On the other hand, where the intentional act has resulted in intended injury, even where the injury inflicted is different or more severe than intended, coverage has been denied. [Terito v. McAndrew,246 So. 2d 235 (La. App. 1971); Mac Donald v. United Pacific Insurance Company,311 Pac. 2d 425 (Oregon, 1951); Stout v. Grain Dealers Mutual Insuance Company,307 F. 2d 521 (4 Cir. 1962).]
Some decisions turn on the question of whether the actor intended both the act performed and the exact consequence which followed and under this view if the exact injury which resulted could be said not to have been the one intended, then insurance coverage was upheld.
The more recent cases and, we perceive, the better reasoned cases hold that if the performance of an intentional act causes an injury which may be said to be the natural and probable consequence of such an act, then the injury itself was intentional, even though it was not the injury intended.

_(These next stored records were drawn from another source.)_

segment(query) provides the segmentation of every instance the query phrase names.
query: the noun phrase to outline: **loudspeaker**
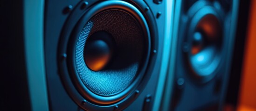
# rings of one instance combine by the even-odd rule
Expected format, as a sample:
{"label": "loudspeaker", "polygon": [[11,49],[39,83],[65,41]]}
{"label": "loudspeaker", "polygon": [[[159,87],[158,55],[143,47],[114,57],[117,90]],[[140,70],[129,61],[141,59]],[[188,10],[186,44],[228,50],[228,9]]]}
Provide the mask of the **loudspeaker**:
{"label": "loudspeaker", "polygon": [[166,39],[166,2],[46,0],[49,109],[152,109]]}
{"label": "loudspeaker", "polygon": [[170,49],[166,2],[1,0],[1,109],[158,108]]}
{"label": "loudspeaker", "polygon": [[175,0],[163,110],[222,110],[238,0]]}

Turning to the case at bar, we are not confronted with reconciling an intentional act with an unintended result, as in the case of Smith v. Moran, supra. The correlation between the injury here and the act of firing a pistol at point-blank range is so clear that no uncertainty can be entertained in that respect. The more searching issue centers on whether the initial act itself was intentional. Did James Arrowood intend to fire the pistol? If so, it is beyond any real dispute that the injury to Sandra was intentional.

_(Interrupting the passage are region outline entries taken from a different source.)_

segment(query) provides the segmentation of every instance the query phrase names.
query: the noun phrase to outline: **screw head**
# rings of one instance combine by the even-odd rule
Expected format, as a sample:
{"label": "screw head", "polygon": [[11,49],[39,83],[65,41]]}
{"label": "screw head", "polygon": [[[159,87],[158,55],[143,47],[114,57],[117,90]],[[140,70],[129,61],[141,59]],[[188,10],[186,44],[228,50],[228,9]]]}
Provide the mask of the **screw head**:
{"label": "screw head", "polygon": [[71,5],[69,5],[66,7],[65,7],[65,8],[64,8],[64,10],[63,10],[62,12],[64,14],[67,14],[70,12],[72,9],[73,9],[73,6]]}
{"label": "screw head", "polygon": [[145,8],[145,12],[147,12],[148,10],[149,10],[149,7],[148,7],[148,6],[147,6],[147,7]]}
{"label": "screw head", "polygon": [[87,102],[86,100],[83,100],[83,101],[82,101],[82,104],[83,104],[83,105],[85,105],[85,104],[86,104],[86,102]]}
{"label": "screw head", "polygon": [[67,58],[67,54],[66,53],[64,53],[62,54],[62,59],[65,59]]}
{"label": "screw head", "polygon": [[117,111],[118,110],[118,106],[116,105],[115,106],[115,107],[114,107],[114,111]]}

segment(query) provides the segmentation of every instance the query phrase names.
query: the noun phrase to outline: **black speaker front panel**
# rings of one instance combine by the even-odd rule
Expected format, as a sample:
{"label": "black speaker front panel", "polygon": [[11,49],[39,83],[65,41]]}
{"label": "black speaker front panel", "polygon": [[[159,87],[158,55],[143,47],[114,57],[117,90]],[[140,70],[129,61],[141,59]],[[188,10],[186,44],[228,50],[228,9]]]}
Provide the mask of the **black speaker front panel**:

We accept as valid appellant’s argument that an express acknowledgement of intent from James is not required and that view is supported by the dictum of some decisions. Allstate Insurance Company v. Hisely,
Thus, it becomes a matter of weighing all the facts and circumstances bearing on the incident in its entirety. Great American Insurance Company v. Ratliff,
Of course, there are circumstances pointing in the other direction. We are mindful of James Arrowood’s testimony that he did not intend to hurt or kill Sandra and appellees argue that there is no evidence that James intended to kill Sandra. As to the latter point, it is of no significance that James may not have intended to kill Sandra, the issue is whether he intended to wound or injure her and the circumstances validating that conclusion have already been listed. Besides, James Arrowood’s testimony is that he has no recollection of any part of the events of the shooting, so how can he say what his intention was at that exact moment if his memory is so lacking?
Of greater counter effect is the testimony of Sandra that James appeared startled and immediately said he was sorry and had not meant to do it. However, the inference to be drawn from these circumstances must yield to the inference to be drawn from those to the contrary and our own view is that the fact itself speaks more loudly than the professed regret. Perhaps James did immediately regret what had occurred, but that cannot erase what so plainly must have been intended at the moment of occurrence. It is pointless for us to try to explain irrational behavior in rational terms.
Without devoting further expression to this issue, it is enough to say that given two opposing interpretations, one accidental, the other intentional, we believe the evidence points convincingly and unerringly away from accidental and towards intentional, so much so, in fact, that the court’s ruling to the contrary we regard as clearly against the evidence.
The decision reached on the first assignment of error renders the second assignment moot.
The case is reversed and remanded with instructions to enter a judgment consistent with this opinion.